Toute proche des Pyrénées-Orientales, à l’est du pic du Madres et au sud du département de l’Aude, se trouve la commune de Counozouls. Elle se caractérise notamment par la présence d’une propriété de 2400 hectares appartenant au syndicat forestier de Counozouls (SFDC). Cette propriété est principalement forestière mais comprend également deux estives. Elle est traversée par l’Aiguette, affluent du fleuve Aude.

De ses 670 m d’altitude à  ses 2420 m, le site regorge d’une grande biodiversité tant faunistique que floristique, il est d’ailleurs concerné par deux sites Natura 2000, plateau de Sault et Haute Vallée de l'Aude et Bassin de l'Aiguette. 

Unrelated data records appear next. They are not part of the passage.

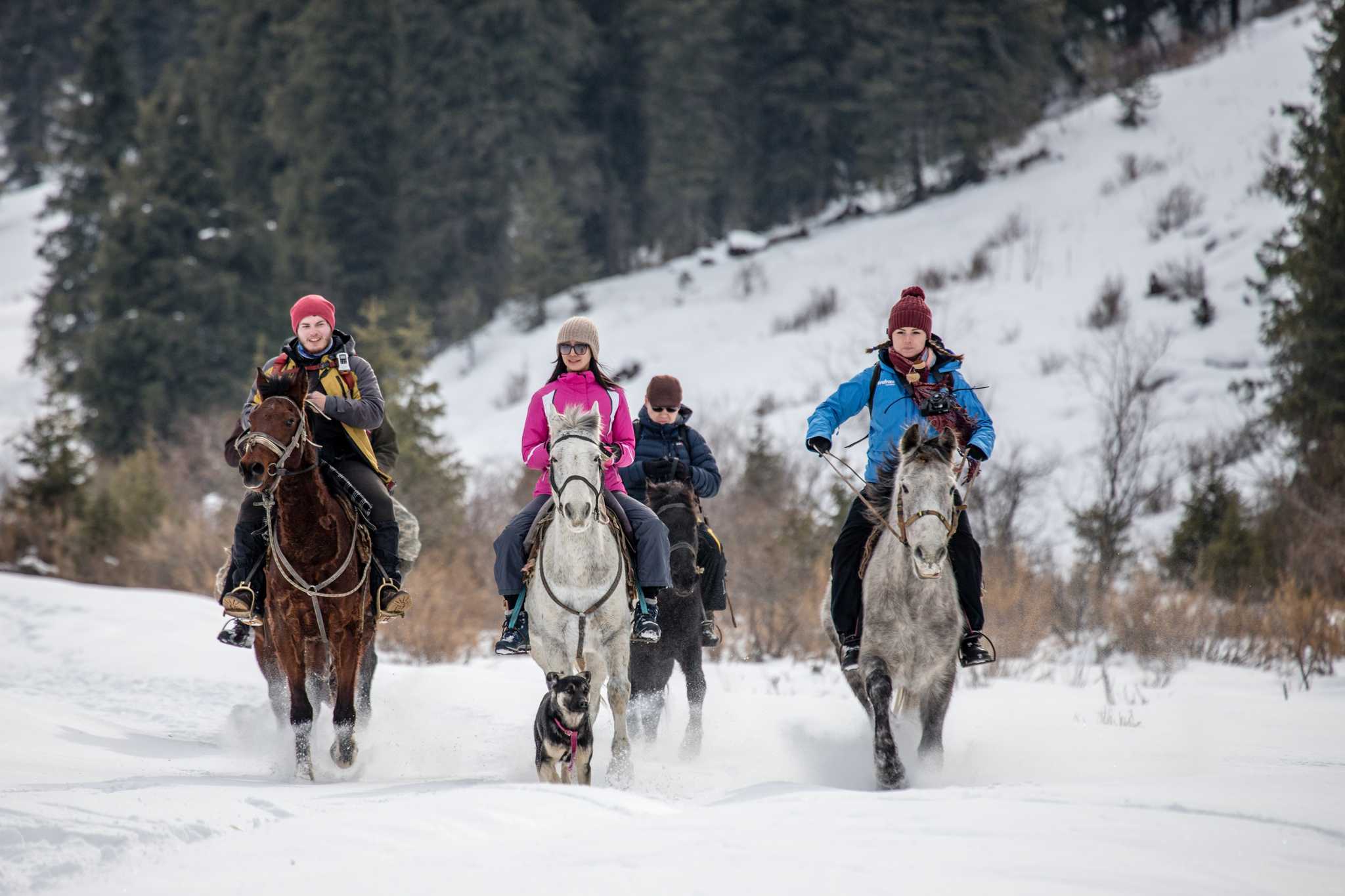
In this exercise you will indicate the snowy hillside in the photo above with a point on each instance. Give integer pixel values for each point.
(1021, 328)
(142, 758)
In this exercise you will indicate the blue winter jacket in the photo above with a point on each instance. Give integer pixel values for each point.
(654, 441)
(894, 410)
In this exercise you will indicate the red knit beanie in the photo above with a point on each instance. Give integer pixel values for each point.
(911, 310)
(309, 307)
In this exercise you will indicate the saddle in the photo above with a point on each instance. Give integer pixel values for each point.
(612, 515)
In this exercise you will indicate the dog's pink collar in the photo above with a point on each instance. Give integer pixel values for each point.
(575, 740)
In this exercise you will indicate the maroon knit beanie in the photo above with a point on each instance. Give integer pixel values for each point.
(911, 310)
(665, 391)
(309, 307)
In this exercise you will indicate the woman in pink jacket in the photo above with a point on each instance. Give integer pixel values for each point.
(579, 379)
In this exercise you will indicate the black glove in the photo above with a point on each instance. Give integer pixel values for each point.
(659, 471)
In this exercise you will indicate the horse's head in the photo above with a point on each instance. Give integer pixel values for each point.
(676, 505)
(923, 498)
(277, 430)
(577, 465)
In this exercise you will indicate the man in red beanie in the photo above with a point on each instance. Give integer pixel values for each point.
(345, 405)
(916, 381)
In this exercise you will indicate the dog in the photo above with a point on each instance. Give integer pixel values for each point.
(563, 733)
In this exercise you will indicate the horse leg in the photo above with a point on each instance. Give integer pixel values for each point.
(892, 775)
(346, 651)
(290, 651)
(694, 675)
(363, 691)
(934, 707)
(619, 696)
(277, 689)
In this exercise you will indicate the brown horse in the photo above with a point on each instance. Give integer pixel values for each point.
(319, 622)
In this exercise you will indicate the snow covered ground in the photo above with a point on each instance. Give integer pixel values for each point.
(141, 757)
(1023, 328)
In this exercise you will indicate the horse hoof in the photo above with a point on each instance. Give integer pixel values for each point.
(343, 758)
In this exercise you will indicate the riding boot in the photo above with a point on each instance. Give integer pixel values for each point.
(389, 598)
(709, 631)
(971, 652)
(514, 633)
(646, 626)
(237, 634)
(850, 653)
(245, 584)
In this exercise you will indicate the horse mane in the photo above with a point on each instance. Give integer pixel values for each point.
(277, 385)
(889, 472)
(661, 494)
(577, 418)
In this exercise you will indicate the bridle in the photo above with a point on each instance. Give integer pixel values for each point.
(277, 469)
(595, 489)
(950, 526)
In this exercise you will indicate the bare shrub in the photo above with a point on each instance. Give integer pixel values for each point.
(1137, 97)
(1051, 363)
(979, 265)
(822, 305)
(933, 277)
(748, 280)
(1179, 207)
(516, 390)
(1110, 308)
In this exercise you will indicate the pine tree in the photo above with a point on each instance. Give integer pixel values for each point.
(1304, 281)
(181, 274)
(688, 61)
(97, 132)
(331, 121)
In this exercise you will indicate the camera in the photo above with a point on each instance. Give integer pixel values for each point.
(937, 403)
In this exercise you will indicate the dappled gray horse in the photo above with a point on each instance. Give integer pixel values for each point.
(911, 614)
(576, 595)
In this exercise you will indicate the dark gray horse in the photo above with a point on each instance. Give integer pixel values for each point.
(911, 614)
(680, 617)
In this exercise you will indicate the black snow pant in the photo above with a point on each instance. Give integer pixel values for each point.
(848, 554)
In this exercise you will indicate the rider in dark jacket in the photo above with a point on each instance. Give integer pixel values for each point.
(667, 449)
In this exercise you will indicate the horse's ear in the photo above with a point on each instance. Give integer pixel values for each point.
(911, 438)
(947, 442)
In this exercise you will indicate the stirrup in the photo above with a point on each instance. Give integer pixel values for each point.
(240, 608)
(397, 605)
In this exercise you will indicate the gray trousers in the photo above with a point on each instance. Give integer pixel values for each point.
(651, 545)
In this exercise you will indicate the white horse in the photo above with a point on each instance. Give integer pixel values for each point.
(911, 614)
(576, 602)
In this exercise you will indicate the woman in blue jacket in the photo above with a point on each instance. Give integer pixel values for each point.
(916, 381)
(667, 449)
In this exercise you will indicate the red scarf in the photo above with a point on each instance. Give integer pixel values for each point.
(923, 385)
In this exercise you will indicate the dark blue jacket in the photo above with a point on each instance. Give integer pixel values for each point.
(654, 441)
(893, 410)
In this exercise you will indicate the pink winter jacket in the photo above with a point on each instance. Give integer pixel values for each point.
(583, 390)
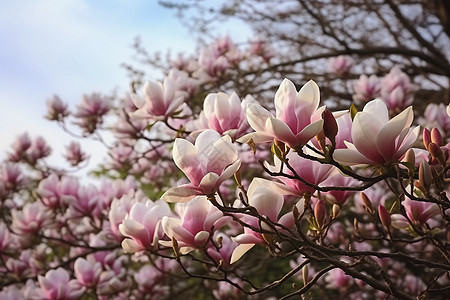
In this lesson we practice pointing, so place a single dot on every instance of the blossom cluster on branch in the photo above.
(207, 194)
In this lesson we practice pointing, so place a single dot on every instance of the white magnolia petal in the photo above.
(350, 157)
(131, 246)
(378, 108)
(257, 137)
(228, 172)
(257, 116)
(281, 132)
(310, 93)
(285, 95)
(364, 131)
(239, 251)
(386, 138)
(310, 131)
(180, 194)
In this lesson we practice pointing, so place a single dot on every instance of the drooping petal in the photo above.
(239, 251)
(257, 116)
(281, 132)
(180, 194)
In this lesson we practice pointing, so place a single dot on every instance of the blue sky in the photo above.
(72, 47)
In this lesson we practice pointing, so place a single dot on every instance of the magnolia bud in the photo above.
(319, 213)
(425, 177)
(410, 157)
(336, 211)
(280, 146)
(436, 152)
(436, 137)
(321, 140)
(305, 273)
(330, 127)
(426, 137)
(385, 218)
(367, 203)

Depuis longtemps, le syndicat  gère sa forêt avec la volonté de respecter au maximum les milieux fragiles qui la composent. Il a par exemple exclu les coupes rases et les plantations d'essences exotiques en s’appuyant sur les conseils d'experts forestiers en accord avec ce genre de pratiques.

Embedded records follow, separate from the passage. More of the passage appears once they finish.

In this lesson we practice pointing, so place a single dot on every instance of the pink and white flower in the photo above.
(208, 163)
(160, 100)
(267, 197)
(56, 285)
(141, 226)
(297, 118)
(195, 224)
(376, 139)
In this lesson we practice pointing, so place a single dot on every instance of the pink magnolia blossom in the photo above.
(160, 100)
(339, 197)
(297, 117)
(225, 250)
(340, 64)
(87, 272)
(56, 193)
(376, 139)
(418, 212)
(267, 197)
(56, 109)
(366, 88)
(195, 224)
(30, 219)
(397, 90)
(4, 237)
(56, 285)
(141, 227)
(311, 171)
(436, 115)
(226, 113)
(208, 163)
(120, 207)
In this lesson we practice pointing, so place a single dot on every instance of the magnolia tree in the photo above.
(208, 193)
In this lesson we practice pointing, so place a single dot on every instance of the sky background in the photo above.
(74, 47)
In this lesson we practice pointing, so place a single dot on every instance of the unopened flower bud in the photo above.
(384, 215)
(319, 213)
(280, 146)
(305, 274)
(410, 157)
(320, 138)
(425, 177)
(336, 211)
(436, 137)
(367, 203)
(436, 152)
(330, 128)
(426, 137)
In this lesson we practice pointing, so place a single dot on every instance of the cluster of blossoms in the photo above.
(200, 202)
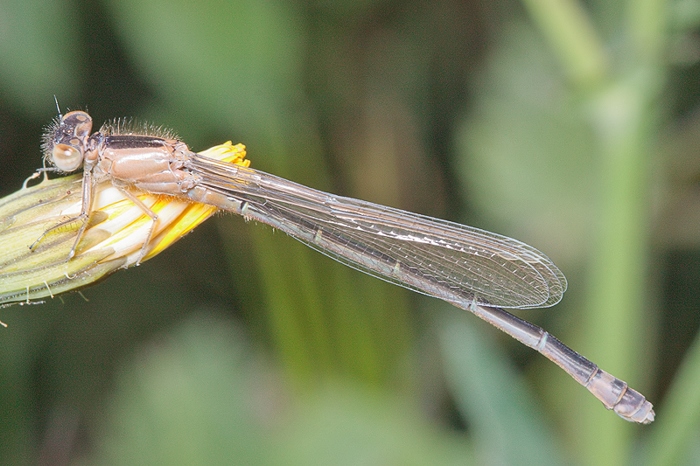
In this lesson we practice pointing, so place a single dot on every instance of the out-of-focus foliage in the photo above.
(568, 125)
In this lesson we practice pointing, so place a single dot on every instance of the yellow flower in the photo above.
(114, 238)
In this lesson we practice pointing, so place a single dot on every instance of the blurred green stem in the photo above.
(569, 30)
(673, 433)
(623, 116)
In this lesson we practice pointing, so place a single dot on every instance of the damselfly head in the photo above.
(66, 140)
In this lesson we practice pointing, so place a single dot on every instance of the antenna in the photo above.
(60, 115)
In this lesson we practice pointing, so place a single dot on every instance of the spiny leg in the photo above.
(86, 207)
(154, 221)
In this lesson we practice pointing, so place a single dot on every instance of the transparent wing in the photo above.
(458, 263)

Par ailleurs, ces dernières années, les membres du bureau du syndicat ont été amenés à se préoccuper des très nombreuses zones humides présentes sur son territoire, en partenariat avec des associations naturalistes.

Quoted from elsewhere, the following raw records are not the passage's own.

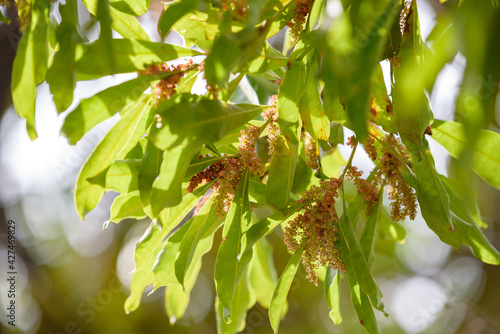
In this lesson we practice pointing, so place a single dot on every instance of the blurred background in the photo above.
(73, 276)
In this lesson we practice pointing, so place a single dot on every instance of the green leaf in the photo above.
(243, 300)
(131, 55)
(434, 202)
(149, 170)
(280, 293)
(61, 76)
(174, 12)
(227, 264)
(127, 25)
(368, 237)
(263, 276)
(103, 105)
(90, 183)
(311, 107)
(177, 298)
(197, 241)
(283, 163)
(485, 161)
(411, 110)
(332, 292)
(126, 206)
(197, 120)
(465, 213)
(166, 190)
(30, 64)
(132, 7)
(359, 265)
(122, 176)
(167, 221)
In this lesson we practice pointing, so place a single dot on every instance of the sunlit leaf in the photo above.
(91, 180)
(332, 292)
(280, 293)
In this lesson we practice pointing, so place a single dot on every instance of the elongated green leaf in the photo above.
(243, 300)
(131, 55)
(263, 276)
(360, 268)
(61, 76)
(198, 239)
(332, 292)
(30, 65)
(125, 206)
(127, 24)
(464, 214)
(122, 176)
(166, 190)
(367, 240)
(166, 222)
(173, 13)
(282, 288)
(164, 267)
(143, 274)
(486, 157)
(311, 107)
(102, 106)
(196, 120)
(283, 163)
(411, 110)
(149, 170)
(132, 7)
(177, 297)
(90, 184)
(435, 203)
(227, 272)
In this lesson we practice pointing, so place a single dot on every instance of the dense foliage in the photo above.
(194, 163)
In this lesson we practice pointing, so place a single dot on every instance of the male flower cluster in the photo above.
(315, 229)
(227, 172)
(296, 25)
(389, 163)
(272, 128)
(165, 88)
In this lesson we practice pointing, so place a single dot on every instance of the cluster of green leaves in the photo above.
(330, 80)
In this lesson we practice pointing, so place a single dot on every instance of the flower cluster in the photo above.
(400, 192)
(248, 155)
(296, 25)
(315, 229)
(272, 128)
(227, 172)
(227, 175)
(165, 88)
(310, 151)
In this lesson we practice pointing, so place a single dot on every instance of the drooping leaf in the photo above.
(227, 264)
(284, 160)
(91, 180)
(166, 190)
(61, 76)
(332, 292)
(30, 64)
(122, 176)
(177, 297)
(311, 107)
(486, 156)
(280, 293)
(127, 205)
(263, 276)
(434, 202)
(198, 239)
(131, 55)
(244, 299)
(196, 120)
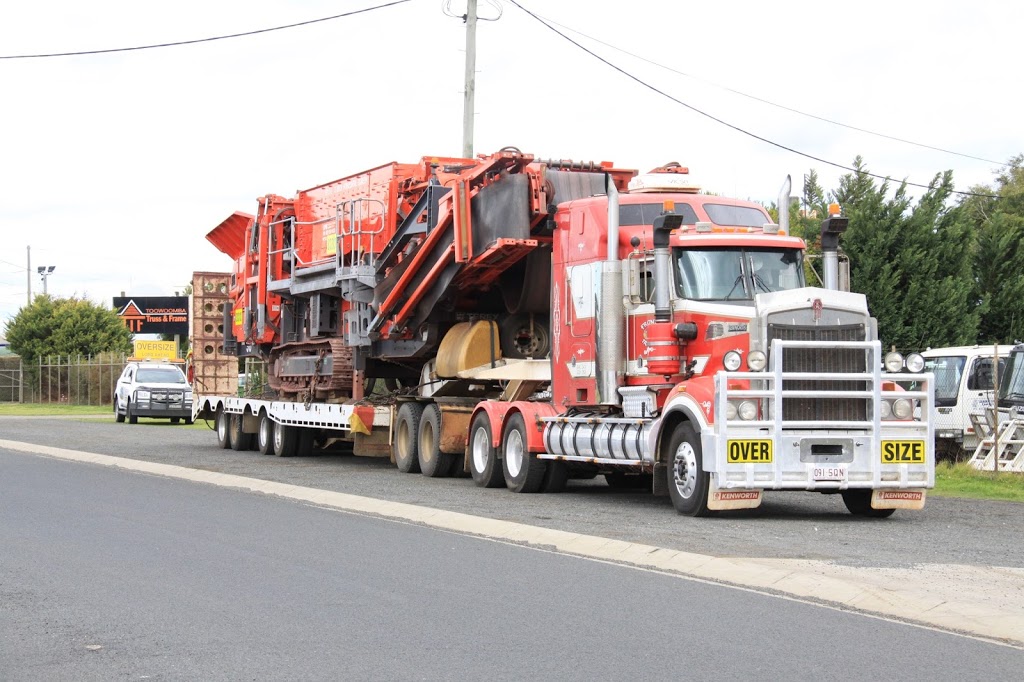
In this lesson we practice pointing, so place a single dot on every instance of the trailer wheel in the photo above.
(483, 463)
(523, 472)
(688, 482)
(285, 439)
(264, 437)
(406, 435)
(240, 439)
(524, 336)
(433, 462)
(858, 502)
(223, 439)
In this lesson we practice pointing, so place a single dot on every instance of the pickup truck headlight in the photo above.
(894, 361)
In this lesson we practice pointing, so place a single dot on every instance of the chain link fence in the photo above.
(88, 380)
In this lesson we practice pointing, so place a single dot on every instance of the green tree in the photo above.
(68, 327)
(998, 222)
(909, 260)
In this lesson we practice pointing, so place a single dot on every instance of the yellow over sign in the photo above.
(155, 350)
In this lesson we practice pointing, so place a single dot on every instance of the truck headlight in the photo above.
(902, 408)
(732, 360)
(756, 360)
(894, 361)
(748, 411)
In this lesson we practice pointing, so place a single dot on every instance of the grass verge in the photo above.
(963, 480)
(52, 410)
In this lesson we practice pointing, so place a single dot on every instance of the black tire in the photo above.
(858, 502)
(264, 436)
(223, 429)
(483, 463)
(240, 439)
(626, 481)
(407, 431)
(286, 439)
(523, 472)
(432, 461)
(556, 476)
(521, 337)
(688, 482)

Un plan de gestion des zones humides pour agir

La partie audoise du Madres est un véritable réservoir de zones humides, souvent considéré comme un château d’eau du fleuve Aude. En 2016, le Conservatoire des espaces naturels d’Occitanie (CEN-O) a signé une convention de partenariat de gestion avec le syndicat forestier. En 2019, ce même CEN a déposé une demande de subvention auprès de l’Agence de l’eau Rhône Méditerranée Corse et du Département de l’Aude afin de réaliser un plan de gestion des zones humides de la forêt de Lapazeuil et du haut bassin de l’Aiguette. Celui-ci a été rendu en 2021, mettant en exergue la richesse naturaliste mais aussi les particularités hydrologiques.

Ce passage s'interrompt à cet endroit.